For following model structure:

x \sim Gaussian(A z + b, Sigma)

z \sim Gaussian(m,S)

Where Sigma is known. A is a dimx x dimz matrix, x is a dimx x 1 random vector, z is a dimz x 1 random vector, b is a dimm x 1 vector. Gaussian() is the Gaussian distribution. See `?dGaussian` for the definition of Gaussian distribution.
For weight vector w and one dimensional observations: x is a vector of length N, or a N x 1 matrix, each row is an observation, must satisfy nrow(x)=length(w); A is a N x dimz matrix; b is a length N vector. The sufficient statistics are:

• SA = A^T (A w) / Sigma

• SAx = A^T ((x-b) w) / Sigma

For weight vector w and dimx dimensional observations: x must be a N x m matrix, each row is an observation, must satisfy nrow(x)=length(w); A can be either a list or a matrix. When A is a list, A = {A_1,A_2,...A_N} is a list of dimx x dimz matrices.
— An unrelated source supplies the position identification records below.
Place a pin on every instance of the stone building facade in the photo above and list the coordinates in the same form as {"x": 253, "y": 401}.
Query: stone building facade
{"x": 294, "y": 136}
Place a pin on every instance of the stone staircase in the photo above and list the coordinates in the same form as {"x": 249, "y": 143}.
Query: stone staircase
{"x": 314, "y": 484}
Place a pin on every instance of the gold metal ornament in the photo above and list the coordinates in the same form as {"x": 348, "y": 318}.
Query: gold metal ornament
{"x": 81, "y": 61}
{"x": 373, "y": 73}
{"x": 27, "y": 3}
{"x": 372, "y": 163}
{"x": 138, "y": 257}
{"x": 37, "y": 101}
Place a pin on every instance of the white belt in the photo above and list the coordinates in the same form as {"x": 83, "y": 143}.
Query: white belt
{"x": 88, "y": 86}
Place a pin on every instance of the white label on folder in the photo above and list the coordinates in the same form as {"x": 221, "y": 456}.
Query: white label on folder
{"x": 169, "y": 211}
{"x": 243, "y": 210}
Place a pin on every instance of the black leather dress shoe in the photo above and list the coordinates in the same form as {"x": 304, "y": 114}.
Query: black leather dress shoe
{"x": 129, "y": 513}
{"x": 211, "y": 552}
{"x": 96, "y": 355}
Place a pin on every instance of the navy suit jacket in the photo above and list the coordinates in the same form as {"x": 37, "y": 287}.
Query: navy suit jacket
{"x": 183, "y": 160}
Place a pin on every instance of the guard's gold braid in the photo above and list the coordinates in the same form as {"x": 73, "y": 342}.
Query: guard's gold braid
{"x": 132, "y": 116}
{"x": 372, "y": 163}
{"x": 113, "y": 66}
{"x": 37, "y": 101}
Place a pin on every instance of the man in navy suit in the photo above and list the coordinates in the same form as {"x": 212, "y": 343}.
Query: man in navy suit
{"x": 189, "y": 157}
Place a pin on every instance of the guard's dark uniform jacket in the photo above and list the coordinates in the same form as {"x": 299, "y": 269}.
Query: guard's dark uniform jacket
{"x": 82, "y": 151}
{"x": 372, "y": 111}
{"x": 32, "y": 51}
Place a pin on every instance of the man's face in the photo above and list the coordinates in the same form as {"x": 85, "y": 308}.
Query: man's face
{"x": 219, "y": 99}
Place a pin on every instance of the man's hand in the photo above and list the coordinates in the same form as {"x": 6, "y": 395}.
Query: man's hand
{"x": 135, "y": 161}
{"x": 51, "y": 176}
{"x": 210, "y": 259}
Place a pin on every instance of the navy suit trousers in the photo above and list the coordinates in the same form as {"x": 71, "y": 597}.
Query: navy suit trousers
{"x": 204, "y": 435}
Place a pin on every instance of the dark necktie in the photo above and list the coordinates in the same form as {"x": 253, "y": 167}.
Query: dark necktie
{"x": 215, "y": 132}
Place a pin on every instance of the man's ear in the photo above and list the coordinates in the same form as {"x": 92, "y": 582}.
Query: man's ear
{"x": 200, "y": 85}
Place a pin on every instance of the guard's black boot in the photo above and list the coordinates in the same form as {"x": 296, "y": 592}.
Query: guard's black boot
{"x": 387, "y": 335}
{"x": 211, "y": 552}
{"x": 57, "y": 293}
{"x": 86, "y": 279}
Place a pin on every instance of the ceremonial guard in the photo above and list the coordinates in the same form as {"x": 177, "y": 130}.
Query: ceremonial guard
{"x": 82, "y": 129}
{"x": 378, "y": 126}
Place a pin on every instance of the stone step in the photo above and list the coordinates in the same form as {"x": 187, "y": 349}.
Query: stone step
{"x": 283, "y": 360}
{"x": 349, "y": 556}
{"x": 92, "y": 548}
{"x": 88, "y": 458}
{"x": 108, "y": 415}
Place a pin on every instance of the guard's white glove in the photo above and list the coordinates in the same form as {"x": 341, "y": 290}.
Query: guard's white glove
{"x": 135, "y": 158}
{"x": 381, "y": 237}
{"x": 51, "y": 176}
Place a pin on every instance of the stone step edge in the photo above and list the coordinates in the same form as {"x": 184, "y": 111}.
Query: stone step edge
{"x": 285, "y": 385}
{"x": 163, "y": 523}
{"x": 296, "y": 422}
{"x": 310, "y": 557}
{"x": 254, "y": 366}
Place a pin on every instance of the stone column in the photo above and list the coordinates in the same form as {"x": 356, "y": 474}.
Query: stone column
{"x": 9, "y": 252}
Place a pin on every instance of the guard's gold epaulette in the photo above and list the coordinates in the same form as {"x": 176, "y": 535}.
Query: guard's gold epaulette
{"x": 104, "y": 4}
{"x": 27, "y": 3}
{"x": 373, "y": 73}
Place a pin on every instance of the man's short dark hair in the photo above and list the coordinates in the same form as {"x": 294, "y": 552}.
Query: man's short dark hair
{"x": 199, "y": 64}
If A is a single dimx x dimz matrix, it will be replicated N times into a length N list; b can be either a matrix or a vector. When b is a matrix, b={b_1^T,...,b_N^T} is a N x dimx matrix, each row is a transposed vector. When b is a length dimx vector, it will be transposed into a row vector and replicated N times into a N x dimx matrix. The sufficient statistics are:

• SA = sum_{i=1:N} w_i A_i^T Sigma^{-1} A_i

• SAx = sum_{i=1:N} w_i A_i^T Sigma^{-1} (x_i-b_i)

## Usage

 ```1 2``` ```## S3 method for class 'LinearGaussianGaussian' sufficientStatistics_Weighted(obj, x, w, A, b = NULL, foreach = FALSE, ...) ```

## Arguments

 `obj` A "LinearGaussianGaussian" object. `x` matrix, Gaussian samples, when x is a matrix, each row is a sample of dimension ncol(x). when x is a vector, x is length(x) samples of dimension 1. `w` numeric, sample weights. `A` matrix or list. when x is a N x 1 matrix, A must be a matrix of N x dimz, dimz is the dimension of z; When x is a N x dimx matrix, where dimx > 1, A can be either a list or a matrix. When A is a list, A = {A_1,A_2,...A_N} is a list of dimx x dimz matrices. If A is a single dimx x dimz matrix, it will be replicated N times into a length N list `b` matrix, when x is a N x 1 matrix, b must also be a N x 1 matrix or length N vector; When x is a N x dimx matrix, where dimx > 1, b can be either a matrix or a vector. When b is a matrix, b={b_1^T,...,b_N^T} is a N x dimx matrix, each row is a transposed vector. When b is a length dimx vector, it will be transposed into a row vector and replicated N times into a N x dimx matrix. When b = NULL, it will be treated as a vector of zeros. Default NULL. `foreach` logical, specifying whether to return the sufficient statistics for each observation. Default FALSE. `...` Additional arguments to be passed to other inherited types.

## Value

If foreach=TRUE, will return a list of sufficient statistics for each row of x, otherwise will return the sufficient statistics of x as a whole.

## References

Murphy, Kevin P. Machine learning: a probabilistic perspective. MIT press, 2012.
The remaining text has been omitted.